SCALEX: Scalable Concept and Latent Exploration for Diffusion Models

📅 2025-11-13
📈 Citations: 0
Influential: 0
📄 PDF
🤖 AI Summary
Image generation models often encode societal biases—such as gender, race, and occupational stereotypes—yet existing bias analysis methods are constrained by reliance on predefined categories or manual interpretation of latent directions, limiting scalability and hindering discovery of unknown biases. To address this, we propose the first zero-shot, annotation-free, and fine-tuning–free interpretable framework that directly extracts semantic directions in the H-space via natural language prompts. Our method automatically maps textual prompts to latent space using large-scale concept-alignment evaluation. It enables systematic, cross-concept comparison and unsupervised revelation of internal concept clustering and implicit organizational structure within diffusion models. Experiments quantitatively measure gender bias in occupational prompts and assess semantic alignment among identity descriptors, demonstrating substantial improvements in both scalability and interpretability of bias detection.

Technology Category

Application Category

📝 Abstract
Image generation models frequently encode social biases, including stereotypes tied to gender, race, and profession. Existing methods for analyzing these biases in diffusion models either focus narrowly on predefined categories or depend on manual interpretation of latent directions. These constraints limit scalability and hinder the discovery of subtle or unanticipated patterns. We introduce SCALEX, a framework for scalable and automated exploration of diffusion model latent spaces. SCALEX extracts semantically meaningful directions from H-space using only natural language prompts, enabling zero-shot interpretation without retraining or labelling. This allows systematic comparison across arbitrary concepts and large-scale discovery of internal model associations. We show that SCALEX detects gender bias in profession prompts, ranks semantic alignment across identity descriptors, and reveals clustered conceptual structure without supervision. By linking prompts to latent directions directly, SCALEX makes bias analysis in diffusion models more scalable, interpretable, and extensible than prior approaches.
Problem

Research questions and friction points this paper is trying to address.

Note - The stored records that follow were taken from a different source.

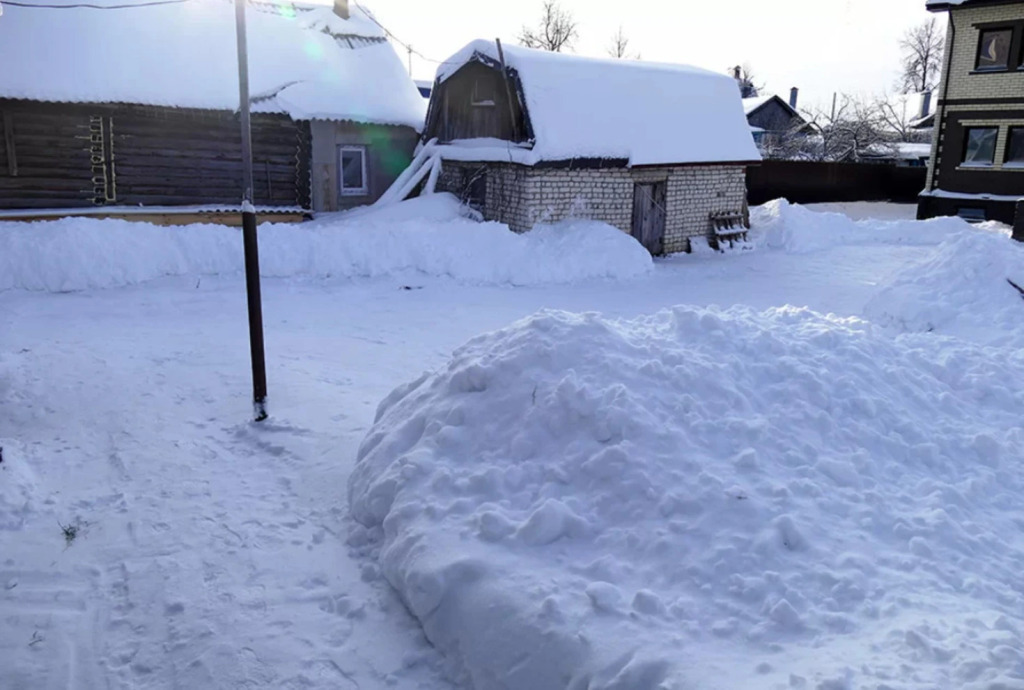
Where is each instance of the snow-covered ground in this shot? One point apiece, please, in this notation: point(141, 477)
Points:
point(774, 498)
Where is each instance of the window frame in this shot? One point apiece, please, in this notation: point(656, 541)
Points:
point(982, 31)
point(352, 191)
point(476, 100)
point(1007, 161)
point(967, 142)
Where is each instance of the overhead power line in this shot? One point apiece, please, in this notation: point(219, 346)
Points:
point(397, 40)
point(33, 5)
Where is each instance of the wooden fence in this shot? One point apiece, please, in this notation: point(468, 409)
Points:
point(807, 182)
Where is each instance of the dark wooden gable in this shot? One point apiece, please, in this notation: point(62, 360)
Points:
point(775, 116)
point(474, 103)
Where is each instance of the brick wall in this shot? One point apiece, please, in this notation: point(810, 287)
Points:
point(963, 84)
point(962, 53)
point(522, 197)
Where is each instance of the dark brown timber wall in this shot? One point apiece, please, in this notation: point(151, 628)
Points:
point(809, 182)
point(58, 156)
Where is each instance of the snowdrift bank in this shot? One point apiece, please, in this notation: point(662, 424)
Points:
point(797, 229)
point(707, 499)
point(962, 286)
point(428, 235)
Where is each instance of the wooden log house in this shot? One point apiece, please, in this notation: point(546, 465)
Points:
point(134, 113)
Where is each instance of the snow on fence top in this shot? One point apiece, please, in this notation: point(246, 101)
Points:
point(646, 113)
point(303, 59)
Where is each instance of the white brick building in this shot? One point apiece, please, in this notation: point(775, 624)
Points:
point(528, 136)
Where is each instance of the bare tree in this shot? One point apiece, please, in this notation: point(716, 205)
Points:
point(745, 79)
point(621, 46)
point(923, 47)
point(556, 31)
point(898, 116)
point(853, 130)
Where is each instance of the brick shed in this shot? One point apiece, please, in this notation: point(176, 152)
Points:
point(526, 136)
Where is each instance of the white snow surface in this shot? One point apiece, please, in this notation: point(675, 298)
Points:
point(665, 502)
point(620, 109)
point(757, 496)
point(798, 229)
point(430, 235)
point(184, 55)
point(965, 285)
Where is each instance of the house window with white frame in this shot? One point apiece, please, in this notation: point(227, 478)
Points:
point(979, 149)
point(352, 171)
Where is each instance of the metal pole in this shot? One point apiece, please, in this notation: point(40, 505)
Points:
point(249, 225)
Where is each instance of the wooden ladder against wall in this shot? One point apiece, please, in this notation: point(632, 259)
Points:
point(730, 228)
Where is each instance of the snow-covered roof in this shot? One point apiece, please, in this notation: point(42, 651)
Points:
point(303, 59)
point(755, 103)
point(645, 113)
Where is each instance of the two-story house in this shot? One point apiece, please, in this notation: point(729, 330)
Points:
point(977, 165)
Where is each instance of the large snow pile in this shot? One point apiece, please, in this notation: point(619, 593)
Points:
point(797, 229)
point(427, 235)
point(707, 499)
point(967, 283)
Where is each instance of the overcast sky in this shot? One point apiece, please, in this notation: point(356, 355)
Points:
point(819, 45)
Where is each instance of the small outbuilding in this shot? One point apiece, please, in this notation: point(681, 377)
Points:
point(528, 136)
point(133, 111)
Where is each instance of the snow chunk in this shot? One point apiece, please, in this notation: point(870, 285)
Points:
point(429, 235)
point(967, 284)
point(604, 475)
point(797, 229)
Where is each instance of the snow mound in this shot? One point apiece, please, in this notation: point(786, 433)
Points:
point(797, 229)
point(707, 499)
point(17, 486)
point(964, 285)
point(81, 253)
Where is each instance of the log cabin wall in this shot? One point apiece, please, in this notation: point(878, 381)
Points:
point(474, 103)
point(70, 156)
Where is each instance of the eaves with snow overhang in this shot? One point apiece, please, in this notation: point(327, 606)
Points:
point(304, 60)
point(945, 5)
point(586, 111)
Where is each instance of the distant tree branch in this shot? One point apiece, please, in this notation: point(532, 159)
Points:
point(923, 48)
point(621, 46)
point(556, 31)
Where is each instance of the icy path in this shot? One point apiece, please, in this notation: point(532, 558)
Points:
point(213, 553)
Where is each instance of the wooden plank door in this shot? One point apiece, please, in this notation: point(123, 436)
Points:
point(649, 216)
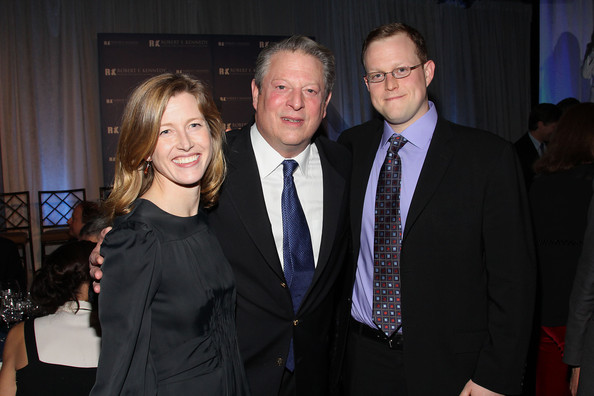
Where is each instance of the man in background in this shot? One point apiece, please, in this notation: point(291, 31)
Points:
point(542, 123)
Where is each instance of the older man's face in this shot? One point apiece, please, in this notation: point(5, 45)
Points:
point(290, 104)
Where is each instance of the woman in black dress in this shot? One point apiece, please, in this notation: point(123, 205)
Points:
point(167, 293)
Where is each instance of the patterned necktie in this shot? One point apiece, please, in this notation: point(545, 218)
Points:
point(297, 250)
point(387, 242)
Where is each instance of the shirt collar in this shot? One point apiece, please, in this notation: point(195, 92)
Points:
point(418, 134)
point(268, 159)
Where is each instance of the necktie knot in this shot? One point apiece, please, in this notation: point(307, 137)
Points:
point(396, 142)
point(289, 167)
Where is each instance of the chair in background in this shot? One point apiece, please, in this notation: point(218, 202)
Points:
point(15, 223)
point(104, 192)
point(55, 208)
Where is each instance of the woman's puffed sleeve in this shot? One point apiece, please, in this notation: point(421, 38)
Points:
point(130, 279)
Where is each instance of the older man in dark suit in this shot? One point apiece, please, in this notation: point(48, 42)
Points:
point(284, 322)
point(444, 285)
point(282, 221)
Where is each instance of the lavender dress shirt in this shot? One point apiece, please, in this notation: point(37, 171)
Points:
point(412, 156)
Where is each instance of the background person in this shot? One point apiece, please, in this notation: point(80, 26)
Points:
point(82, 214)
point(55, 354)
point(559, 198)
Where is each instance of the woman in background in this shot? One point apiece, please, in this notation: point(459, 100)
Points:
point(55, 354)
point(559, 197)
point(167, 292)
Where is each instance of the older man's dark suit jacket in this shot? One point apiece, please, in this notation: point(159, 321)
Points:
point(467, 264)
point(265, 318)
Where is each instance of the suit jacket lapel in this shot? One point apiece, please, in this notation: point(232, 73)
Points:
point(245, 192)
point(333, 183)
point(436, 163)
point(361, 171)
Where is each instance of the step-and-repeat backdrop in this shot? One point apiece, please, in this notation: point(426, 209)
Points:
point(225, 62)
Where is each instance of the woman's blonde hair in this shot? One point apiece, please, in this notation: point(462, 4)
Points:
point(139, 134)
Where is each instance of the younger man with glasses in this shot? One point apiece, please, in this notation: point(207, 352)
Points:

Detecting social biases in diffusion models' image generation
Automating latent space exploration without manual interpretation
Enabling scalable analysis of arbitrary concepts and associations
Innovation

Methods, ideas, or system contributions that make the work stand out.

Extracts semantic directions from H-space automatically
Uses natural language prompts for zero-shot interpretation
Enables systematic comparison across arbitrary concepts
🔎 Similar Papers
No similar papers found.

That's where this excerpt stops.